Apple will pay $60 per square foot for the 23,000 square-foot space. It’s apparently the best lease held among all other retail stores open for business in the transportation center. According to the Post:
Critics likewise note that Apple’s $60-a-square-foot lease is well below what many other tenants are paying — including a future Shake Shack burger joint that will be shelling out more than $200 a square foot, according to the leases, copies of which have been obtained by The Post.
That’s a sign that Apple drove a hard bargain with the MTA — despite the fact that the public agency’s budget squeezes are pushing up fares for subway straphangers and suburban commuters across the region.
Apple will also not be required to share any of its profits with the MTA, which differs with the lease agreements of every other Grand Central tenant with the exception of a Chase (s jpm) bank ATM, according to the report.

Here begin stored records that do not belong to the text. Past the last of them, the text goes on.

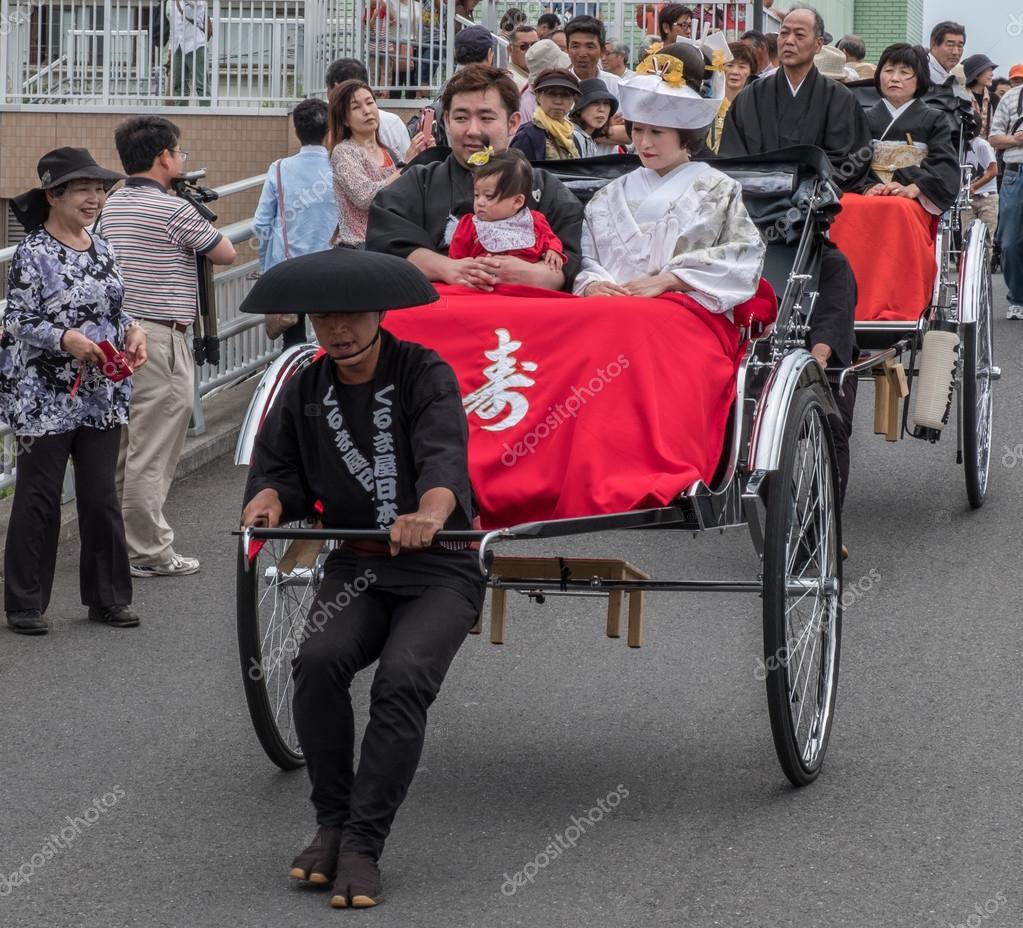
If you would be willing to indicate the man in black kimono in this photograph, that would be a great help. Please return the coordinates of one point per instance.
(372, 436)
(415, 216)
(797, 105)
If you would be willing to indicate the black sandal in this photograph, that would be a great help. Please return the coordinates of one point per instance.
(358, 882)
(318, 863)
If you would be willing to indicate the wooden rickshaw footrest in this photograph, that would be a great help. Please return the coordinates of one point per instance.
(518, 568)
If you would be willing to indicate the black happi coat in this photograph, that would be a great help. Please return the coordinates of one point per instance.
(938, 176)
(416, 211)
(367, 452)
(765, 116)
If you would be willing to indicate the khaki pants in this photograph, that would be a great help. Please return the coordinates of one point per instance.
(151, 442)
(986, 210)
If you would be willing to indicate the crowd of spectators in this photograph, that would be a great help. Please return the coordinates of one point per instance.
(559, 98)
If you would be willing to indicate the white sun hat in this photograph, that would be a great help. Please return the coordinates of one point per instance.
(658, 94)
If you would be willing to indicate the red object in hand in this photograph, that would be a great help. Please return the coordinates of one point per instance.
(115, 368)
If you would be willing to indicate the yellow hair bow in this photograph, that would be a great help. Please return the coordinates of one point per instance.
(668, 69)
(716, 60)
(481, 158)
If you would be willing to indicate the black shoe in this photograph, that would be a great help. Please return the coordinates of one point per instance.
(118, 616)
(358, 882)
(318, 863)
(28, 621)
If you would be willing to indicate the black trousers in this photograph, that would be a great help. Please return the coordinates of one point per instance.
(31, 555)
(833, 323)
(415, 638)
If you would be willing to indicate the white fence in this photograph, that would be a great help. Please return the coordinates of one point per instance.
(245, 348)
(267, 53)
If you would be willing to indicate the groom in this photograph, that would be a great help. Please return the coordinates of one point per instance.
(415, 216)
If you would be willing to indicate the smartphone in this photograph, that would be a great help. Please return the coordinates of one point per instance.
(115, 367)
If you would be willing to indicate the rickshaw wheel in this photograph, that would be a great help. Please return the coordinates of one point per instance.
(271, 614)
(976, 394)
(802, 608)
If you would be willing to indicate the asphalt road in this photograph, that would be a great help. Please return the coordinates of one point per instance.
(143, 737)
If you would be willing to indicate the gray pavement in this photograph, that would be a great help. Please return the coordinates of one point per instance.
(143, 736)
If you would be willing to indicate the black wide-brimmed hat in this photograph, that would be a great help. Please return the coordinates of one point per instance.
(593, 90)
(975, 65)
(557, 78)
(56, 168)
(340, 280)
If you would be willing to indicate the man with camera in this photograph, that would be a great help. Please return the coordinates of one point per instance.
(156, 237)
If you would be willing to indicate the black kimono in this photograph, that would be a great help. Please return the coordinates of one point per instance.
(938, 176)
(366, 453)
(765, 116)
(423, 207)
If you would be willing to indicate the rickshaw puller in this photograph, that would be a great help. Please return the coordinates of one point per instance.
(375, 433)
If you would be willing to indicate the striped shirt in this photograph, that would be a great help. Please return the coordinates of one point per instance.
(156, 237)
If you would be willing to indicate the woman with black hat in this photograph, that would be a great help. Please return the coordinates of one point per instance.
(64, 389)
(979, 74)
(550, 136)
(374, 432)
(591, 115)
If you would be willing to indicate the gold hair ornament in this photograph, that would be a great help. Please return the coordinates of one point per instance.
(481, 158)
(667, 68)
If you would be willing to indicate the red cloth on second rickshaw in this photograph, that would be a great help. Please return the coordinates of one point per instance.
(889, 241)
(580, 406)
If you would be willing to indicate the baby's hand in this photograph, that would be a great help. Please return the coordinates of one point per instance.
(554, 261)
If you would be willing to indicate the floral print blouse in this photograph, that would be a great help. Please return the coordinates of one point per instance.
(52, 288)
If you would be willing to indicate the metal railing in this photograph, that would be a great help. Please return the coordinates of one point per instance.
(269, 53)
(245, 349)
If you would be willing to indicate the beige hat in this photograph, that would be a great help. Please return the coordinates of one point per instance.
(831, 62)
(544, 55)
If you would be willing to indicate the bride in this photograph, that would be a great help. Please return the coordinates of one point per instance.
(672, 225)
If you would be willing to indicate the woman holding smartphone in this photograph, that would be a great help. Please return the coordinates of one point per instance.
(360, 163)
(65, 348)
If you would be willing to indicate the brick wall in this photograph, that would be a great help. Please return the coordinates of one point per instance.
(230, 147)
(881, 23)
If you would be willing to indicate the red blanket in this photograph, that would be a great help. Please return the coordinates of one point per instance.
(889, 241)
(582, 405)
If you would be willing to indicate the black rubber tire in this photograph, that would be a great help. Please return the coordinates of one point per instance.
(806, 425)
(976, 396)
(280, 748)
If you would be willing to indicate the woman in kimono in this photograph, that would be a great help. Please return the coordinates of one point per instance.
(914, 155)
(672, 224)
(373, 436)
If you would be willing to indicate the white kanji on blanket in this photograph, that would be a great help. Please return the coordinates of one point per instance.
(497, 394)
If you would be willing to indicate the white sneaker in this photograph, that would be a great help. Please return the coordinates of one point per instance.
(176, 567)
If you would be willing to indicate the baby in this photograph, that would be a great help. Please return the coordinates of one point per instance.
(500, 223)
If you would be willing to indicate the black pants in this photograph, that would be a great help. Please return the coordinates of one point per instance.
(31, 556)
(842, 431)
(415, 638)
(833, 323)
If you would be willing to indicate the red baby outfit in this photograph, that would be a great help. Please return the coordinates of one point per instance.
(505, 236)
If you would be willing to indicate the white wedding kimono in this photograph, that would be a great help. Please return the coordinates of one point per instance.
(691, 222)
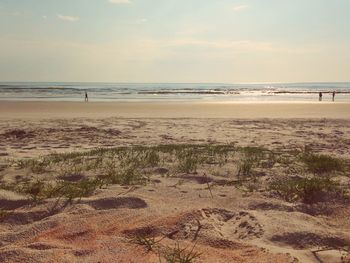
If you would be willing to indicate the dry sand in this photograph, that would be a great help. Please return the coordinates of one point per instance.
(231, 227)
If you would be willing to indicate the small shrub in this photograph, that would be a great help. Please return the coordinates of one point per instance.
(181, 255)
(188, 161)
(148, 242)
(37, 190)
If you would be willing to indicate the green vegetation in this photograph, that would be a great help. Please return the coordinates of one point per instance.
(4, 214)
(180, 255)
(150, 243)
(308, 190)
(322, 164)
(78, 174)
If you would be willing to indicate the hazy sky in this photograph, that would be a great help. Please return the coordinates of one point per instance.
(175, 40)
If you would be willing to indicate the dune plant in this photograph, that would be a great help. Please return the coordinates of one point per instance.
(322, 163)
(308, 190)
(177, 254)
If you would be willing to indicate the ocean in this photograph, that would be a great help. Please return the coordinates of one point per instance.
(128, 92)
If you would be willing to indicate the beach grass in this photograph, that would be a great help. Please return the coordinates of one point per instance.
(78, 174)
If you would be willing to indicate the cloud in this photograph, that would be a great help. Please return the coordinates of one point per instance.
(68, 18)
(119, 1)
(238, 8)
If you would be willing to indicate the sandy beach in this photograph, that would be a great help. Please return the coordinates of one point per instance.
(213, 209)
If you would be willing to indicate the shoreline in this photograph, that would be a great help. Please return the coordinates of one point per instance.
(240, 110)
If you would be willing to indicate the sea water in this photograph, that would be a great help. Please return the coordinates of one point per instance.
(32, 91)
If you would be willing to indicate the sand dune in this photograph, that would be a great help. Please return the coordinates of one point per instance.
(226, 224)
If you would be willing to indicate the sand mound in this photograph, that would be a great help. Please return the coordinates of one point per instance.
(211, 226)
(118, 202)
(303, 240)
(10, 200)
(265, 206)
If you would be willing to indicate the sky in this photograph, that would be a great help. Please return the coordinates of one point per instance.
(182, 41)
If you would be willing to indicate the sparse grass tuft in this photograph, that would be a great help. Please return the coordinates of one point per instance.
(4, 214)
(322, 164)
(307, 190)
(149, 243)
(181, 255)
(188, 160)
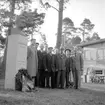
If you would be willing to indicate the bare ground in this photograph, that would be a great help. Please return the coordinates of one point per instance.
(53, 97)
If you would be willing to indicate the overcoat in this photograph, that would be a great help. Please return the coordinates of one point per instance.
(32, 61)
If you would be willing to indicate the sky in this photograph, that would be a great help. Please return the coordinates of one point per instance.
(77, 10)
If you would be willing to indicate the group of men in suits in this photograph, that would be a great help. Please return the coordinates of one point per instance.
(52, 69)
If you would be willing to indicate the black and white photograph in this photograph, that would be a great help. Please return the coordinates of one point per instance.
(52, 52)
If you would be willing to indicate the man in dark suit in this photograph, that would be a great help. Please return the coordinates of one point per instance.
(48, 66)
(41, 71)
(68, 65)
(78, 63)
(61, 58)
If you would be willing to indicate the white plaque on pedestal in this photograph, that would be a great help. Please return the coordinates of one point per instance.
(16, 57)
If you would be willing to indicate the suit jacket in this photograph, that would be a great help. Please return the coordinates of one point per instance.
(40, 60)
(48, 60)
(32, 61)
(78, 61)
(69, 64)
(60, 62)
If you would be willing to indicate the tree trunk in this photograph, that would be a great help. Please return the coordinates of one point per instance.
(60, 18)
(12, 9)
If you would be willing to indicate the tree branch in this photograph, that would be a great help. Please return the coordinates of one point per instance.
(47, 4)
(54, 8)
(57, 1)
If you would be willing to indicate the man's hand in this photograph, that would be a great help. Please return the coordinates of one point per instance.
(46, 69)
(56, 69)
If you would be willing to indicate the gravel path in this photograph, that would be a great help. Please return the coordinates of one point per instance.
(53, 97)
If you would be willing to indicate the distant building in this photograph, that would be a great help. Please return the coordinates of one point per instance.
(94, 60)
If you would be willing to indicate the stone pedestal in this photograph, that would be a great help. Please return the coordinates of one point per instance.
(16, 57)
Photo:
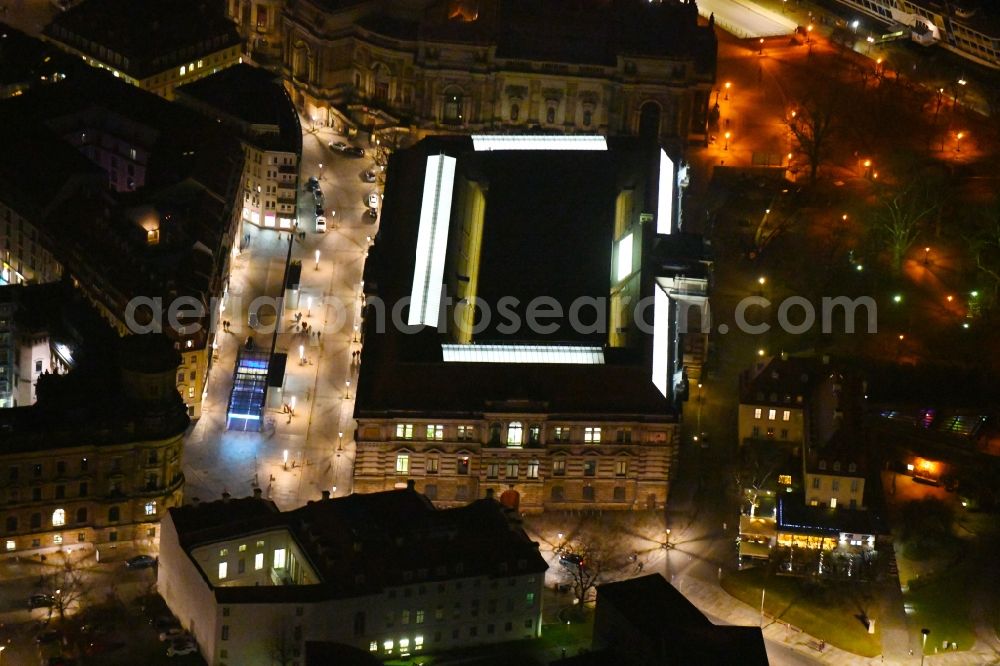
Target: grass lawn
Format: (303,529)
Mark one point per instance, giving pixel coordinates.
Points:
(828,610)
(941,603)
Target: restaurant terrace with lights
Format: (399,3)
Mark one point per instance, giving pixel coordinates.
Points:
(553,416)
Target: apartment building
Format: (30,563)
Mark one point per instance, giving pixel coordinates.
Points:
(155,46)
(386,573)
(96,460)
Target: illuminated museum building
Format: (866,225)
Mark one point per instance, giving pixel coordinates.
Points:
(255,105)
(575,416)
(96,460)
(625,67)
(156,46)
(153,190)
(970,28)
(385,573)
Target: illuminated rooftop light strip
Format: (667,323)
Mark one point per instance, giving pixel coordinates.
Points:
(528,142)
(432,241)
(665,202)
(661,340)
(550,354)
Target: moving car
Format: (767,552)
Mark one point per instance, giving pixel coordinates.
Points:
(140,562)
(41,601)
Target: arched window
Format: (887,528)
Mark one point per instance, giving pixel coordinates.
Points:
(515,433)
(453,106)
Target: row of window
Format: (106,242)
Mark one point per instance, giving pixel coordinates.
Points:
(59,517)
(515,434)
(511,467)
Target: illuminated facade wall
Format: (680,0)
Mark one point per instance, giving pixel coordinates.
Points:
(552,465)
(335,66)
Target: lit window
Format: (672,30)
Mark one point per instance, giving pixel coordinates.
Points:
(515,432)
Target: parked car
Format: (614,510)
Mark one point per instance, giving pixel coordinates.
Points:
(181,646)
(571,560)
(41,601)
(140,562)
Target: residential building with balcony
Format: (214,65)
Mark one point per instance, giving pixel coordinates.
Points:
(579,411)
(628,67)
(155,191)
(155,46)
(385,573)
(255,105)
(96,460)
(774,398)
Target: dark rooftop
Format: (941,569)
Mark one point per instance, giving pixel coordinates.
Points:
(245,95)
(664,617)
(380,535)
(149,35)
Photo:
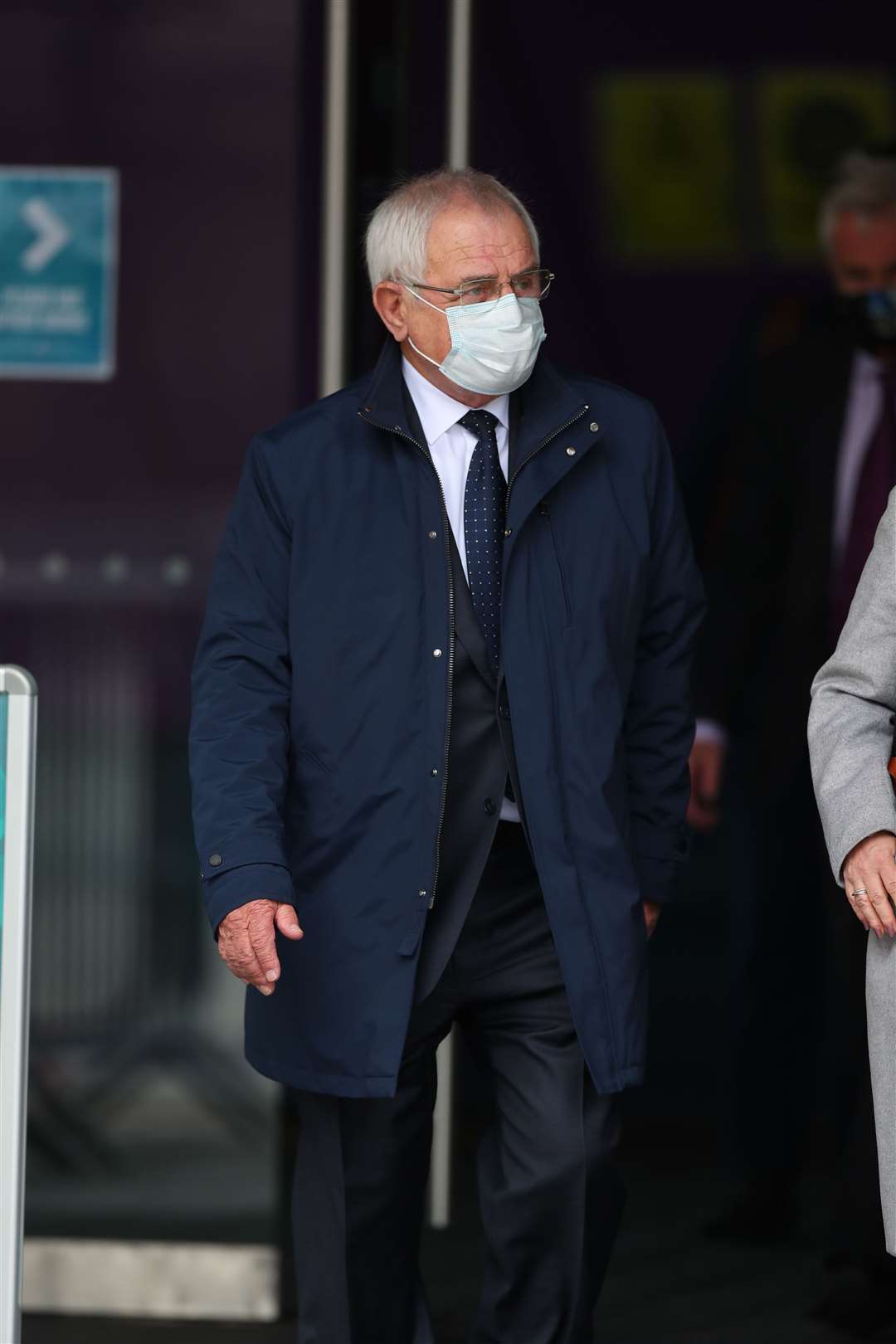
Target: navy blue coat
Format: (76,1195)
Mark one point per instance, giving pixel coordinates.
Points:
(320,711)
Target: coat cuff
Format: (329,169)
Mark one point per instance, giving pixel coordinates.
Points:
(241,884)
(660,856)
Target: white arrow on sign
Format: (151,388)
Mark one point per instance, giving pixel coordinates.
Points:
(52,234)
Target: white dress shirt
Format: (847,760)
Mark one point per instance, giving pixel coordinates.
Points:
(451,448)
(864,407)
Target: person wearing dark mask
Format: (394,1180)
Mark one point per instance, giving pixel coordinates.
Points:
(815,459)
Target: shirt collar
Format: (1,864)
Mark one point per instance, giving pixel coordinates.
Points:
(438,411)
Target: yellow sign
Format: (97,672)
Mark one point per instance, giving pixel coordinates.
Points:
(668,147)
(807,119)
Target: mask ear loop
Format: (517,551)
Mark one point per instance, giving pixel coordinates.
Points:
(436,307)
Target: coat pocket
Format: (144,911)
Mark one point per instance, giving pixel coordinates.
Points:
(558,559)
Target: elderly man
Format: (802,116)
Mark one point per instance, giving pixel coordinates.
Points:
(441,721)
(850,735)
(809,483)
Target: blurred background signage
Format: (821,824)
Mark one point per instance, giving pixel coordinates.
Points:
(806,119)
(707,168)
(670,166)
(58,254)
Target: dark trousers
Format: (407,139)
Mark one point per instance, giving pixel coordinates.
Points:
(550,1196)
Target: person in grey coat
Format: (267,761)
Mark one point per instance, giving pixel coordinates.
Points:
(850,738)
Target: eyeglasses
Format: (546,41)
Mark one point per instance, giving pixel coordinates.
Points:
(528,284)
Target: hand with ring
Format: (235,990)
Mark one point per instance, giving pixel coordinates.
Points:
(869,878)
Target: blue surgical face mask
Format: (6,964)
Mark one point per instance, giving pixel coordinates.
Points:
(494,344)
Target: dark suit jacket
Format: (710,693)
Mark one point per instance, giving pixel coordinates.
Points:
(768,574)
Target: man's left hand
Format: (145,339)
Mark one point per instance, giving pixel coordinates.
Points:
(650,916)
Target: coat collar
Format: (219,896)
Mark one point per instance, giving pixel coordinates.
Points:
(546,402)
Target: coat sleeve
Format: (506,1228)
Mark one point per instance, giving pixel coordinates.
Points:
(241,689)
(659,722)
(853,702)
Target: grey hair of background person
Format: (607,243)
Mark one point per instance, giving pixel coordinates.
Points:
(399,227)
(864,184)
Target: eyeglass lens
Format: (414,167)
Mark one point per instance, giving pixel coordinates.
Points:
(533,284)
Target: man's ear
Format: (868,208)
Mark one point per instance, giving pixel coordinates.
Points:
(388,301)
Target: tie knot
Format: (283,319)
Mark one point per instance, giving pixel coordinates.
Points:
(480,422)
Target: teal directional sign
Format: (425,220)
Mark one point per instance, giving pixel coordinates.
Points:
(58,256)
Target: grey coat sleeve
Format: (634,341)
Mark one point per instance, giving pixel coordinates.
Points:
(853,699)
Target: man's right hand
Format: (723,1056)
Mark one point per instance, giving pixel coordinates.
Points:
(246,941)
(707,765)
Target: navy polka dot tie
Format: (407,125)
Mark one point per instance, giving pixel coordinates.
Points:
(484,502)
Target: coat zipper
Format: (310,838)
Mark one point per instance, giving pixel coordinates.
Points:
(538,449)
(446,523)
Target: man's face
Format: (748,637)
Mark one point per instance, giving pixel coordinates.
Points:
(465,244)
(863,254)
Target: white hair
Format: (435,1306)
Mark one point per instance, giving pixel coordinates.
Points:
(864,184)
(399,227)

To give an idea of how much extra Apple will be able to keep under this arrangement, consider that Apple does about $400 million in sales in its other flagship NYC store on 5th Avenue, which is 10,000 square feet and open 24 hours a day. With the standard arrangement in place to pay a certain amount in proceeds to its landlord for that store, Apple has paid $15 million on that $400 million. The Grand Central store will have more than twice the square footage of the 5th Avenue location.
This is sort of like how wealthy celebrities are the ones constantly being given a bunch of free stuff: Even though they can afford to buy what’s being given away, brands want to give them stuff because the allure of a famous person using your product can bring other benefits to the brand. The MTA is saying it’s happy with the deal, because it will “generate significant new traffic” for other retailers when shoppers wander in to find the Apple Store.
But it’s also yet another way to gauge the kind of power and influence Apple wields in retail. In 10 years Apple stores have gone from being predicted to fail to bringing in more revenue per square foot than any other major retailer, and being the must-have store for major retail complexes.